There's no retaining players in our league, so this year I had to start from scratch. I wound up with the #2 pick in the draft, and so had to field friendly questions from rival players: Would it be Pujols or A-Rod?

Neither, I said. I'm taking David Wright.

Judging from the reaction after I did what I'd said I'd do, nobody believed me. (Other notable members of the 2006 Jaison D'Etres: Tom Glavine, Xavier Nady, Mike Jacobs and Scott Kazmir. I cut Anderson Hernandez, whose defense doesn't translate to fantasy baseball, and got beat on a waiver claim for Brian Bannister.)

So far the Wright pick is working out just fine. And it's let me formulate my rules for Playing Fantasy Baseball Without Being a Godless Sellout:

1. Don't make your head and heart play tug-of-war.
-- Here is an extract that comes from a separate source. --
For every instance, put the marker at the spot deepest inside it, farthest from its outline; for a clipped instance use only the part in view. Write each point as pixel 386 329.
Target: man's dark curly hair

I wouldn't be aghast even if Wright were hitting .158. Having him on my team ensured I'd never have to experience that weird Rotisserie double vision — “Wright just hit a three-run homer for the guy whose team I'm playing this week, I am so screwed. Oh yeah, we won. Wheee.” He's my favorite player, and when he does wonderful things, there's a tiny bit of extra happiness involved — an extra spoonful of caramel on the sundae.

2. That said, don't overdo it. My #2 pick wasn't Steve Trachsel. Being loyal doesn't mean you have to be silly.

3. No Yankees. Ever. Last year, I weakened and traded Jim Thome for Chien-Ming Wang, and when Emily found out she almost divorced me on the spot. A few hours later Thome's elbow fell off. A few days later it turned out Wang's shoulder was hurt. I didn't need God (or Emily) to hit me with a thunderbolt to wise up. This year, I even excluded all the Yankees from the players in the draft pool, ensuring there was no way Yahoo might auto-draft some minion of Satan if I got called away from my PC. I also excised Clemens, Chipper, Braden Looper, Kaz Matsui and Victor Zambrano. In this forum I don't think I need to explain any of those. (OK, I did take Jeff Francoeur.)

4. Keep your priorities straight. Dontrelle Willis is on my fantasy team. When Wright's little bloop triple fell in last week, denying the D-Train a W, I was leaping and whooping like a lottery winner. There are no exceptions. None of this “Well, of course I hope we win but I hope we win 1-0 and Dontrelle strikes out 10 and the lone run is a homer by Wright, who also goes 4 for 4 and he's the only guy to reach base.”

Will I win? I sincerely doubt it — if you're anything other than ice-cold and ruthless, you're not going to win most fantasy leagues. Will I finish the season without having given in to divided loyalties or acquiring another Yankee? You'd best believe it: In my book, they call it a fantasy league so you don't get it confused with the one that matters.

So. Glavine, put those Brewers in their place. And Derrick Turnbow? I know you're a member of Jaison D'Etres, and I appreciate the saves so far. But should you somehow find your Cabbage-Patch-Kid-looking self on the mound in the ninth tonight, my team's coming to get you. My real team. And you'll hear me cheering.